If your use case requires them, Kedro allows you to pass credentials and filesystem-specific fs_args parameters to your dataset. For example, if the Pokémon data sits in an S3 bucket, we can add the credentials and fs_args to the data catalog as follows:

# in conf/base/catalog.yml

pikachu:
  type: kedro_pokemon.datasets.image_dataset.ImageDataset
  filepath: s3://data/01_raw/pokemon-images-and-types/images/images/pikachu.png
  credentials: <your_credentials>
  fs_args:
    arg_1: <value>

These parameters are then passed to the dataset constructor so you can use them with fsspec:

import fsspec


class ImageDataset(AbstractVersionedDataset):
    def __init__(
        self,
        filepath: str,
        version: Version = None,
        credentials: Dict[str, Any] = None,
        fs_args: Dict[str, Any] = None,
    ):
        """Creates a new instance of ImageDataset to load / save image data for given filepath.

        Args:
            filepath: The location of the image file to load / save data.
            version: The version of the dataset being saved and loaded.
            credentials: Credentials required to get access to the underlying filesystem.
                E.g. for ``GCSFileSystem`` it should look like `{"token": None}`.
            fs_args: Extra arguments to pass into underlying filesystem class.
                E.g. for ``GCSFileSystem`` class: `{"project": "my-project", ...}`.
        """
        protocol, path = get_protocol_and_path(filepath)
        self._protocol = protocol
        self._fs = fsspec.filesystem(self._protocol, **credentials, **fs_args)

    ...

We provide additional examples of how to use parameters through the data catalog's YAML API. For an example of how to use these parameters in your dataset constructor, see the implementation of the {class}SparkDataset<kedro-datasets:kedro_datasets.spark.SparkDataset>.

How to contribute a custom dataset implementation

One of the easiest ways to contribute back to Kedro is to share a custom dataset.

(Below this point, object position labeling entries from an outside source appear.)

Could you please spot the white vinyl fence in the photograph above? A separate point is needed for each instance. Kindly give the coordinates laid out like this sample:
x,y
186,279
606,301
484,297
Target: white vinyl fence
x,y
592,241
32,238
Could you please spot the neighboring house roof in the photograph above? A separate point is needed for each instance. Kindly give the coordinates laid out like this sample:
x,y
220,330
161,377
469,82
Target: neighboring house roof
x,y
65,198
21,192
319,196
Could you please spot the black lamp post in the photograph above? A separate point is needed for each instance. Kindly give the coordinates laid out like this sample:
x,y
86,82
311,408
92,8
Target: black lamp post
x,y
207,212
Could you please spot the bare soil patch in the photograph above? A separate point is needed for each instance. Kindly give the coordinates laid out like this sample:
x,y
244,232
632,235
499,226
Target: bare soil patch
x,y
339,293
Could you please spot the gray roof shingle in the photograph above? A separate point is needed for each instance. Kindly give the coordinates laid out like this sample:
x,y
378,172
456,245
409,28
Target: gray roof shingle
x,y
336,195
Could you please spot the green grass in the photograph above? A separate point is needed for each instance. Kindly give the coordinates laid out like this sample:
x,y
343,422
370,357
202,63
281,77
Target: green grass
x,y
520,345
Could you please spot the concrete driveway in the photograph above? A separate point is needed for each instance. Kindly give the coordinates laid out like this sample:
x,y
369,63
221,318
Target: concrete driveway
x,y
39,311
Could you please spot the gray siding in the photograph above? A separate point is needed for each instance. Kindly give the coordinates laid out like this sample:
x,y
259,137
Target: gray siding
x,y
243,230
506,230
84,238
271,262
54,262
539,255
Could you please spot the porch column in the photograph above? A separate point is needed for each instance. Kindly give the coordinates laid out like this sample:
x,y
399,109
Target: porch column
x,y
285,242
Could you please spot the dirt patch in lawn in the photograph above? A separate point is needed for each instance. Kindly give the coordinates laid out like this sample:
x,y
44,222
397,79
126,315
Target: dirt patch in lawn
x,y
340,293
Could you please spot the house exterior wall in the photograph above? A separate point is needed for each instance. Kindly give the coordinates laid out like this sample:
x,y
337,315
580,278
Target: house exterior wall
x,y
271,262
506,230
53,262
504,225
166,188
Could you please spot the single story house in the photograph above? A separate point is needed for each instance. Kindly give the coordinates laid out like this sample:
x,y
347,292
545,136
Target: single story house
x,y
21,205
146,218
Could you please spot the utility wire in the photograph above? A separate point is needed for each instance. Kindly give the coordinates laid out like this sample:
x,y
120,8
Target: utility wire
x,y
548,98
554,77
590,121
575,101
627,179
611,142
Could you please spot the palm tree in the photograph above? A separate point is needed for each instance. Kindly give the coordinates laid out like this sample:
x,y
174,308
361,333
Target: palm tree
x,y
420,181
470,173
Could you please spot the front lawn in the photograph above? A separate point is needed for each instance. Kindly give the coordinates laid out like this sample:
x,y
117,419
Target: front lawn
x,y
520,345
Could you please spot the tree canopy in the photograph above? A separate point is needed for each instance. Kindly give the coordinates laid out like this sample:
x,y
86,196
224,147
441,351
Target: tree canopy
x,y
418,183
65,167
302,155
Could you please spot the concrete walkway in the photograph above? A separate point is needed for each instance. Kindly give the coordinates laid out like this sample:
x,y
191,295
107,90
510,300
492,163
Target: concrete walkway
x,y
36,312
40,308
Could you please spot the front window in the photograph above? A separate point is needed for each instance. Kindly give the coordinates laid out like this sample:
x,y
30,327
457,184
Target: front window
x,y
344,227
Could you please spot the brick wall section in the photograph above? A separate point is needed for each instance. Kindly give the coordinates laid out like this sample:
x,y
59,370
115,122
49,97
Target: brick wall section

Kedro has a kedro-datasets package in kedro-plugins repository where you can add a new custom dataset implementation to share it with others. You can find out more in the Kedro contribution guide on GitHub.

To contribute your custom dataset:

  1. Add your dataset package to kedro-plugins/kedro-datasets/kedro_datasets/.

For example, in our ImageDataset example, the directory structure should be:

kedro-plugins/kedro-datasets/kedro_datasets/image
├── __init__.py
└── image_dataset.py
  1. If the dataset is complex, create a README.md file to explain how it works and document its API.

  2. The dataset should be accompanied by full test coverage in kedro-plugins/kedro-datasets/tests/.

  3. Make a pull request against the main branch of Kedro's plugin repository.

There are two special considerations when contributing a dataset:

   1. Add the dataset to `kedro_datasets.rst` so it shows up in the API documentation.
   2. Add the dataset to `static/jsonschema/kedro-catalog-X.json` for IDE validation.